“It takes time for those two strategies; it takes time. I mean, if you go back to oil and gas in 2022 – the Russian budget did benefit, in fact, from higher prices. So this is where we are. I think it's going to further hurt us, not so much in the oil because with the oil we've managed to balance. I mean, the Chinese and the Indians are in fact reaping the profits of this. They are buying Russian oil at a discount and selling us the products,” he said.
“If you're a German chemical industry, does it make sense to build your new plant in Germany where energy is expensive, since they don't have any cheap Russian gas and where labor is expensive? Maybe not. And so I think on the longer term, this will have greater complications on both sides. I mean, we will be less well-off on both sides. But that's the outcome of sanctions. So, the balance of the power - energy on one side, money on the other side, is quite balanced. But we are hurting ourselves on both sides,” he said.

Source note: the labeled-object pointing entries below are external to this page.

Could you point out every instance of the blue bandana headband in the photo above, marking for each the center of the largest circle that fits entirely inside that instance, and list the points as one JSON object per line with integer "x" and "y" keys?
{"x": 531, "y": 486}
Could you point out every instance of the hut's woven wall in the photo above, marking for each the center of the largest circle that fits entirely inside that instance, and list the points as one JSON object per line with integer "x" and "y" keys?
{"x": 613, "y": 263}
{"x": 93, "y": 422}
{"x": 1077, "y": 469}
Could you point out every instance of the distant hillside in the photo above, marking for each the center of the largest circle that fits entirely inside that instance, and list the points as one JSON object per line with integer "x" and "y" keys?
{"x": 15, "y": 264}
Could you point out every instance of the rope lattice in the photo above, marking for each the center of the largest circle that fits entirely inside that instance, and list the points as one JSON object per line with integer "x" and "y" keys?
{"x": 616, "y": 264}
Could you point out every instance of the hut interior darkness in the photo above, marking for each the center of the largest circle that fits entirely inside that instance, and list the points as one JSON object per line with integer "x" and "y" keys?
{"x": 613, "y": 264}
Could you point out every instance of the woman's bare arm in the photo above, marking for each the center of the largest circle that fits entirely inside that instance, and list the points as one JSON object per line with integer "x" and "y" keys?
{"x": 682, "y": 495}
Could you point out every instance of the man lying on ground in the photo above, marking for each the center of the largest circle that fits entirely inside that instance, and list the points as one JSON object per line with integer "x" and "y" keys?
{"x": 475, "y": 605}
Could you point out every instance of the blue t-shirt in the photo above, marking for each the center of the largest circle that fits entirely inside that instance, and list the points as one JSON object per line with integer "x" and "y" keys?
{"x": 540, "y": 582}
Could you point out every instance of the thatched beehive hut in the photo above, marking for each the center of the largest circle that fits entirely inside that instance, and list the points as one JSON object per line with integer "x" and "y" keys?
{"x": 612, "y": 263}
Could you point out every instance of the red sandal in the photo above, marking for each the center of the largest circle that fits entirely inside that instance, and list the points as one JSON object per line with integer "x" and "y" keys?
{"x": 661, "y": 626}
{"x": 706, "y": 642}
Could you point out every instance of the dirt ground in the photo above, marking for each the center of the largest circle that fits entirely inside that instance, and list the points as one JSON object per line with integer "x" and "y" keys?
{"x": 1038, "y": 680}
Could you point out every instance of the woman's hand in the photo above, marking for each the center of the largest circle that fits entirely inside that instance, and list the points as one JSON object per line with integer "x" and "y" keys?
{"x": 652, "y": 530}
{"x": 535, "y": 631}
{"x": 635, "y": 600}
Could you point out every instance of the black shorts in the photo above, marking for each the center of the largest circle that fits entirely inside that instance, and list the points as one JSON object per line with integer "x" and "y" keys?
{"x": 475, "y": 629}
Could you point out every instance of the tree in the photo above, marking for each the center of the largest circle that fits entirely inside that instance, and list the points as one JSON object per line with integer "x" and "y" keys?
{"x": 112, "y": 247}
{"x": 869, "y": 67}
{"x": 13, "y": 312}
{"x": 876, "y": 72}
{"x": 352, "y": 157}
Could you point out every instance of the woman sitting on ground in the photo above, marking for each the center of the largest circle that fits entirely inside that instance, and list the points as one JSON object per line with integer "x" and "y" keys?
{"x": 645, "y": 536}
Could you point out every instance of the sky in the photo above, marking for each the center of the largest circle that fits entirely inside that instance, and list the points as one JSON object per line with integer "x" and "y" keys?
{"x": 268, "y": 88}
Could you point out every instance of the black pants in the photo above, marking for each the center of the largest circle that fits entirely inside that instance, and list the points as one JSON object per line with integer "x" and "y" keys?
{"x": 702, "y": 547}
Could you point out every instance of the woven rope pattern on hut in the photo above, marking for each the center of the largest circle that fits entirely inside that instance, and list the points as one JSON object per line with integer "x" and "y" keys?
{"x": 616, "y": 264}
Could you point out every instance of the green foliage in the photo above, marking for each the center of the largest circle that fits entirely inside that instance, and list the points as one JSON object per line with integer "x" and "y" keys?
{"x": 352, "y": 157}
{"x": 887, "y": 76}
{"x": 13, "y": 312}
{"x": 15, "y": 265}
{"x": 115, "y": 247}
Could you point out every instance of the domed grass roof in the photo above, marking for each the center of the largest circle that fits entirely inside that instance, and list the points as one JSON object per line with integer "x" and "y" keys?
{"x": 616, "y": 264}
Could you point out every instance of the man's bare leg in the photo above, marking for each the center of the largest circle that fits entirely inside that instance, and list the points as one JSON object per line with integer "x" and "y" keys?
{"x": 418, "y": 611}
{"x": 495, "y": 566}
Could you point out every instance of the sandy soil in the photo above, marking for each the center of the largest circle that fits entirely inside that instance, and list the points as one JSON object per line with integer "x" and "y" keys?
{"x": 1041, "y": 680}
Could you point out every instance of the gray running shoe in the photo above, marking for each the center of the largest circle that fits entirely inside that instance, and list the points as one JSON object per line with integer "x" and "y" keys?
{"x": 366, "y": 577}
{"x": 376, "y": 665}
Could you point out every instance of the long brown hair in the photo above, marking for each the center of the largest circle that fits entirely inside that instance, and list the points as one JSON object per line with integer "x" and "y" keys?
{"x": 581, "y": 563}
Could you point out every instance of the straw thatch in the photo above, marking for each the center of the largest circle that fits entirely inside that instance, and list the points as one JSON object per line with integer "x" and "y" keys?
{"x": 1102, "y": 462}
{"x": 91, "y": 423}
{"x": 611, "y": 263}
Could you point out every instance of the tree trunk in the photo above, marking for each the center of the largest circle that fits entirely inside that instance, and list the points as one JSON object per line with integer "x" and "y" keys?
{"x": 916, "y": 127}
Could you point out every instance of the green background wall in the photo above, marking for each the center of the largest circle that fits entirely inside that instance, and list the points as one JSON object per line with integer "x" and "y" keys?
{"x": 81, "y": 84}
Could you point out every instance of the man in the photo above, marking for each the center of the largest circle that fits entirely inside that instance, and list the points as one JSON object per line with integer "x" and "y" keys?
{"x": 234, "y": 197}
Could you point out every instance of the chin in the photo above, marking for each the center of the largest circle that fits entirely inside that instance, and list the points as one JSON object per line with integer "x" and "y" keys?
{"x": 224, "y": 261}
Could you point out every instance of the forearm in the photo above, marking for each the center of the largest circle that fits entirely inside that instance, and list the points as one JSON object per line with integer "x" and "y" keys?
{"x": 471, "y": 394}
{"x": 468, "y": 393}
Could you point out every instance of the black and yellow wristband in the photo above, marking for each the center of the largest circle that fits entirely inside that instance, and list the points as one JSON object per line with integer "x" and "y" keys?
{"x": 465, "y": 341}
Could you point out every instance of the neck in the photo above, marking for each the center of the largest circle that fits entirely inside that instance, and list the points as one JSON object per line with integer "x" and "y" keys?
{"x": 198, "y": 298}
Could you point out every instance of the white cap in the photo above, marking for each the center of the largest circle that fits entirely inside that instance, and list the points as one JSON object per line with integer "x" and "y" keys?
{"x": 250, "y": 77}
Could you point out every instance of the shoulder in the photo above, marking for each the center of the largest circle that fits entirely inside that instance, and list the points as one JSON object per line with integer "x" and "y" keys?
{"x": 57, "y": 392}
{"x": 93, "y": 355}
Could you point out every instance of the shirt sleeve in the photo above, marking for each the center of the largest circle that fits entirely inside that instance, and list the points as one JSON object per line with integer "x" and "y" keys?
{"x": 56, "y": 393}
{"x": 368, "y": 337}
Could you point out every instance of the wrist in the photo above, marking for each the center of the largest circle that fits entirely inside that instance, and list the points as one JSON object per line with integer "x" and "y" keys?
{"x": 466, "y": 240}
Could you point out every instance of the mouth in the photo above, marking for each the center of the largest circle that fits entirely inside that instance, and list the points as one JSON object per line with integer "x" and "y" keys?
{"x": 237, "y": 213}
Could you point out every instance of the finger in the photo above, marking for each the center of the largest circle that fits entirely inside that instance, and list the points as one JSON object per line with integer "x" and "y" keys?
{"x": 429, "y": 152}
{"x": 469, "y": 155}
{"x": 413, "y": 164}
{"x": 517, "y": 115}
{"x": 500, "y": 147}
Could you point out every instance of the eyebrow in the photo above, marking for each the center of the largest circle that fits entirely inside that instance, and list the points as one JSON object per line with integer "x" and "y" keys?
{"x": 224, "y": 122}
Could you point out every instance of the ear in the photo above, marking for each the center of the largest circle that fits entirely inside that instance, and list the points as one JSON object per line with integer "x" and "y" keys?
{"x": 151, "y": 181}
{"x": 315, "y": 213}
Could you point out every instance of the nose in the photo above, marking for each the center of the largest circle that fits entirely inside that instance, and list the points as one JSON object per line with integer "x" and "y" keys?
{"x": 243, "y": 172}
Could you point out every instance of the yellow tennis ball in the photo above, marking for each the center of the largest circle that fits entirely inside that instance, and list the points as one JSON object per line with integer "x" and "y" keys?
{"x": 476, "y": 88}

“Russia is going to find itself de-facto facing a monopoly buyer, which is going to be China and India. And this monopoly buyer, or duopoly buyer, whatever you call it, is going to ask for a huge discount. And the huge discount will be more or less the level of the cap… So industrialization is going to be in Asia or in other parts of the world, but not in the EU.”
“It neither needs western shipping nor western insurance for its oil cargoes,” he said. “If more tankers are needed, it could avail itself to Chinese, Indian and other Asian tankers with customers insuring their cargoes given the preferential oil price they are receiving from Russia.”
The proof is that when the cap was introduced on 5 December 2022, the Brent crude oil price was $71 a barrel. Today, Brent Crude’s price is $85.36, or 20% higher. This means that the global oil market has already rejected the price cap.